Welcome to the sixth episode in a series of short screencasts about the Ruby neo4j gem. Previously we learned how to chain associations together to create queries which can hop across entities and use any part of the entire path to query records of interest. In this episode we dig deeper into the tools behind the magic. A familiarity with the Cypher query language is advised. See the show notes for a link to a Cypher tutorial.
As discussed previously, when we call associations we get a proxy object:
user.created_assets
There are two kinds of proxy objects: AssociationProxy
and QueryProxy
. The details aren't important for the moment, but behind the scenes both are causing a Query
object to be built. We can see this Query
object by calling the query method at any point:
user.created_assets.query
Query objects are what ActiveNode uses to build queries incrementally and so, not surprisingly, they are also built using method chaining. We can build our own query from scratch:
Neo4j::Session.current.query.match(a: :Asset).match('a<-[:CREATED]-(u:User)').where(a: {public: true}).limit(2).pluck(:u)

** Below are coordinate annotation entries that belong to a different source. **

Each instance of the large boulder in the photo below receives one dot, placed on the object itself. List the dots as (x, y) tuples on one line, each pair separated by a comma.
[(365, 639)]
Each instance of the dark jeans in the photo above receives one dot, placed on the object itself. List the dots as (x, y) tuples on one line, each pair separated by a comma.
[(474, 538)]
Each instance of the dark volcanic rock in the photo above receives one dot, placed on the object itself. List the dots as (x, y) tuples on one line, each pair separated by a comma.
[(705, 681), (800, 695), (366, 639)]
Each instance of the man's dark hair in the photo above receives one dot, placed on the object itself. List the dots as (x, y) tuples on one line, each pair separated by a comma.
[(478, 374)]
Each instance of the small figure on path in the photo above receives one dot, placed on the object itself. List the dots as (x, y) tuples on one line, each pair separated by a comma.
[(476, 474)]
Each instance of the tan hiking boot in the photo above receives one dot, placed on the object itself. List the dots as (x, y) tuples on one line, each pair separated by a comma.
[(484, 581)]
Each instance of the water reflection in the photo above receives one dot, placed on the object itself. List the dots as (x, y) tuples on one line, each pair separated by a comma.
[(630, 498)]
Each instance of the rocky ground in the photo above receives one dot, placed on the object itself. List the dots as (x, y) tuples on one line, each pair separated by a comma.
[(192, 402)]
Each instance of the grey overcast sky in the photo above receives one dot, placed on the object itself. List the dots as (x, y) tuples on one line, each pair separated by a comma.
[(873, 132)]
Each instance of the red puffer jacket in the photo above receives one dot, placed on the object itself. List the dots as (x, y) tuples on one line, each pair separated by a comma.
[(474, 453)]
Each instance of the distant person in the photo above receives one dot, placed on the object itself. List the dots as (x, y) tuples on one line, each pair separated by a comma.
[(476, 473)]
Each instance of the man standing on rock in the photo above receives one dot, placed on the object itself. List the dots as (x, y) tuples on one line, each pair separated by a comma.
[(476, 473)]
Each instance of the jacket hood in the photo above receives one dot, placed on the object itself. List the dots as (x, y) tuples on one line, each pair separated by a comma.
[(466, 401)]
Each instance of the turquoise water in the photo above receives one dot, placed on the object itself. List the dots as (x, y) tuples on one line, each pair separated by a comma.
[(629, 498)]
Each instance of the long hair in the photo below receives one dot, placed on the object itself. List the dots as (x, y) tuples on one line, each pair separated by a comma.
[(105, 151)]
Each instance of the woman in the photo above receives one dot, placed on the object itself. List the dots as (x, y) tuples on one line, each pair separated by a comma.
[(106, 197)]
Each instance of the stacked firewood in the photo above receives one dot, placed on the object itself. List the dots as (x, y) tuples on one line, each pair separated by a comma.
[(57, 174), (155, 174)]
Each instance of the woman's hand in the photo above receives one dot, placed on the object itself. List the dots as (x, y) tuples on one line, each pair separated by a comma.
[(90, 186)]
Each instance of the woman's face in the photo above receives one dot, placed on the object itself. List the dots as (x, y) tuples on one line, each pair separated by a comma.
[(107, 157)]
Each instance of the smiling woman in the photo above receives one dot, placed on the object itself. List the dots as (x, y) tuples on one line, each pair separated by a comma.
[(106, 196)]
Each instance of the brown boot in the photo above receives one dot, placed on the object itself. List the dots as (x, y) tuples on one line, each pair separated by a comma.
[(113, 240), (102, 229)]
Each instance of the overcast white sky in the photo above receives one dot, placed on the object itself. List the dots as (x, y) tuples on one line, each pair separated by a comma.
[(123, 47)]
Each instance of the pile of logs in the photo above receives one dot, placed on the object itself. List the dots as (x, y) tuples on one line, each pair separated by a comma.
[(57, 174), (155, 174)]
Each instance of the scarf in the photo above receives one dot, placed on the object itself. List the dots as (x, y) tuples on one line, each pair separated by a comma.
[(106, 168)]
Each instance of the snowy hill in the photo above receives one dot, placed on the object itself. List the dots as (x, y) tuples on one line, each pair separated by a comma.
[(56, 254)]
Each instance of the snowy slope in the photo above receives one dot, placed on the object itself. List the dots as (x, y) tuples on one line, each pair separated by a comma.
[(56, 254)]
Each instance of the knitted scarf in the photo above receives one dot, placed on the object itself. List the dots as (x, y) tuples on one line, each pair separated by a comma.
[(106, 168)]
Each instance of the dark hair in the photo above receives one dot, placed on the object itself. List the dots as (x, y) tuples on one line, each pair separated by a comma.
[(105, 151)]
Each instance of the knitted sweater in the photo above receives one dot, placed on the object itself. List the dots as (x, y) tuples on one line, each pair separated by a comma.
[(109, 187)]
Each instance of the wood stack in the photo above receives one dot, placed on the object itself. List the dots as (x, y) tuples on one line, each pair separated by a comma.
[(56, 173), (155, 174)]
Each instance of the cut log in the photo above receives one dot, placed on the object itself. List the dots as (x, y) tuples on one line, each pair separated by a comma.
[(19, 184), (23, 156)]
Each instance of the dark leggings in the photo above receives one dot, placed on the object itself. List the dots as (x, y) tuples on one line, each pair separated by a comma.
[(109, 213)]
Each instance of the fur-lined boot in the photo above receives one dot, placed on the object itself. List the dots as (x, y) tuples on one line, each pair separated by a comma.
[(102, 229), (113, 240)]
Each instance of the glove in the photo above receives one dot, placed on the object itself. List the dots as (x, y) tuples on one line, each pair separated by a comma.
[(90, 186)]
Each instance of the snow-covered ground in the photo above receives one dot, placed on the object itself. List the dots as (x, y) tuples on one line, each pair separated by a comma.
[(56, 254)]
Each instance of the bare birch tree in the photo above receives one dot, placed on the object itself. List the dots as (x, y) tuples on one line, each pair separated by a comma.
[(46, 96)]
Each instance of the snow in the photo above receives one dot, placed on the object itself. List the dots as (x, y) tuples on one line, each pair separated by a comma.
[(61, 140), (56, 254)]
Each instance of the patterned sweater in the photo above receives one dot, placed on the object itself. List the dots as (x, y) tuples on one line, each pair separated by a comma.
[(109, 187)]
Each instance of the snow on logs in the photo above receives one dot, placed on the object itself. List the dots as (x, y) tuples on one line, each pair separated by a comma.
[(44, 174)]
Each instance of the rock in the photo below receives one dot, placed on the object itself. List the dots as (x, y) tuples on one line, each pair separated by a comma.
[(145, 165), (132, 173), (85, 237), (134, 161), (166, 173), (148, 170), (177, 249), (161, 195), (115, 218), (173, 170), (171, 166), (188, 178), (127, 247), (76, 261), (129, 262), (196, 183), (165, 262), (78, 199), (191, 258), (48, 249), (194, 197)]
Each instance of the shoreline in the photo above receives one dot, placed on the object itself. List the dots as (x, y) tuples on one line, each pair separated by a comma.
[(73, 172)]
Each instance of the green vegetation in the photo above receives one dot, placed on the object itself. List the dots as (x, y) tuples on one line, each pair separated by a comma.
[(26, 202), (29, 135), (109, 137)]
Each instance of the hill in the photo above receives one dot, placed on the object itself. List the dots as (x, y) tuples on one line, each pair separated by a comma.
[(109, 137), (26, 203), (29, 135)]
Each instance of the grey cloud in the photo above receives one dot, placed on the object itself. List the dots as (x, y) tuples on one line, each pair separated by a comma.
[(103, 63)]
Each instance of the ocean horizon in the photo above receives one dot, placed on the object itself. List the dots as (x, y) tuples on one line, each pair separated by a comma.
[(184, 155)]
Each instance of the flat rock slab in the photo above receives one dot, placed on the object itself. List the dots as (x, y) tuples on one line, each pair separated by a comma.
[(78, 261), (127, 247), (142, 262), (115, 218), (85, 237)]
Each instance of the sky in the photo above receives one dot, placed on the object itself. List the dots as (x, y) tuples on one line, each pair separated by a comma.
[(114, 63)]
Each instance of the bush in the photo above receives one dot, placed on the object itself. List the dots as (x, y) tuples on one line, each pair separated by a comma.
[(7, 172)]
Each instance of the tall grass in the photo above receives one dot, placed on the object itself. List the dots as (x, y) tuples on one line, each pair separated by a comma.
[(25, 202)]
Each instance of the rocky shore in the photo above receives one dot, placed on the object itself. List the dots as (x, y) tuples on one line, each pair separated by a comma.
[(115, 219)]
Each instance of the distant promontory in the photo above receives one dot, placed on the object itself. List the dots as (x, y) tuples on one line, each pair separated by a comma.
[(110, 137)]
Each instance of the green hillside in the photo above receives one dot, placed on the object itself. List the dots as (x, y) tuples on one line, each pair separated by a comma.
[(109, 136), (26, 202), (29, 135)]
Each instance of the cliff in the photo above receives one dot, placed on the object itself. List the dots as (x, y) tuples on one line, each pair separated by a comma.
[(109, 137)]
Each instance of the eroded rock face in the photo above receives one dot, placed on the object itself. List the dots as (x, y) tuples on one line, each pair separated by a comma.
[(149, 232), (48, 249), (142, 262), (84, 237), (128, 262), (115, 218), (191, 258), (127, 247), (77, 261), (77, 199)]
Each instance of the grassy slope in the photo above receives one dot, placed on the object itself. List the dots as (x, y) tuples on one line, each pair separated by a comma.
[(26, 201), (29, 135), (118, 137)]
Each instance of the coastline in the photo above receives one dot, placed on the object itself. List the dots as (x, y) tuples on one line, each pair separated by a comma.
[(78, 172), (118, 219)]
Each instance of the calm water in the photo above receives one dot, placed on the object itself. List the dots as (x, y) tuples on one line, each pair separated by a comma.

But often it is more convenient to start from a proxy object. Note that when we pass values into our where
method, the Query class automatically uses a parameter. Parameters are important for performance and for preventing injection attacks. They should be used whenever possible which is why the Query class uses them wherever it can.
Here we should clarify the difference between proxy objects and Query objects. Proxy objects are always scoped to a particular model and a set of that model's nodes. In the case of an association the scope will be the model which is being targeted and the nodes that the association represents. For this association call, the scope is the Asset model and the assets which the user has created:
user.created_assets
Here the scope is the Category model and the categories for the assets which have been created by the user.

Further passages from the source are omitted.